Runs on Linux, macOS, and Windows. The base pip install forgelm command is identical on every platform — no Linux-specific install path. The PyPI metadata's Operating System :: OS Independent classifier is backed by a release-tag CI matrix that builds the wheel on Linux and re-installs + tests it across 3 operating systems × 4 Python versions = 12 combinations (Ubuntu, macOS, Windows × Python 3.10, 3.11, 3.12, 3.13) — every combo must pass before PyPI publish runs. See .github/workflows/publish.yml.

Two optional extras — qlora (bitsandbytes-backed 4-bit quantization) and unsloth (fused-kernel SFT acceleration) — depend on Linux-only upstream wheels; on macOS/Windows pip install "forgelm[qlora]" and pip install "forgelm[unsloth]" complete successfully but the underlying packages are skipped via a sys_platform == 'linux' marker, so the corresponding functionality is unavailable. All other extras (eval, tracking, distributed, ingestion, ingestion-scale, ingestion-pii-ml, export, chat, merging) work cross-platform.

ForgeLM is a config-driven, enterprise-ready LLM fine-tuning toolkit.

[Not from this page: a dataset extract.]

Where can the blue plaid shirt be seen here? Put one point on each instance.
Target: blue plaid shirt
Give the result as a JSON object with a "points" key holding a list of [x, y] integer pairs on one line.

It supports the full modern post-training stack — from supervised fine-tuning to preference alignment to reasoning RL — with integrated safety evaluation, EU AI Act compliance, and CI/CD-native design.

Features

Training

  • 6 Trainer Types: SFT, DPO, SimPO, KTO, ORPO, GRPO — the complete alignment stack
  • Unsloth & Transformers: 2-5x faster training with unsloth backend, or standard transformers
  • 4-Bit QLoRA & DoRA: NF4 quantization with LoRA, DoRA, PiSSA, and rsLoRA support
  • GaLore: Optimizer-level memory optimization — full-parameter training via gradient low-rank projection (alternative to LoRA)
  • Long-Context Training: RoPE scaling, NEFTune noise injection, sliding window attention, sample packing
  • Multi-Dataset Training: Mix multiple datasets with configurable ratios
  • Synthetic Data Pipeline: Teacher-to-student distillation with --generate-data CLI flag
  • DeepSpeed & FSDP: Multi-GPU distributed training with ZeRO-2/3 presets
  • MoE Support: Fine-tune Mixture of Experts models (Qwen3, Mixtral, DeepSeek)
  • GPU Cost Estimation: Auto-detection for 16 GPU models with per-run cost tracking

Evaluation & Safety

  • Automated Benchmarking: Post-training evaluation via lm-evaluation-harness
  • Safety Evaluation: Llama Guard classifier with confidence-weighted scoring, S1-S14 harm categories, severity levels, cross-run trend tracking, and auto-revert
  • LLM-as-Judge: API-based (OpenAI) or local model scoring for quality assessment
  • Auto-Revert: Opt-in (evaluation.auto_revert: true) — automatically discards models that fail loss, benchmark, or safety thresholds before artifacts are written

Document Ingestion & Data Audit (v0.5.0 — Phases 11 + 11.5 + 12 + 12.5 consolidated)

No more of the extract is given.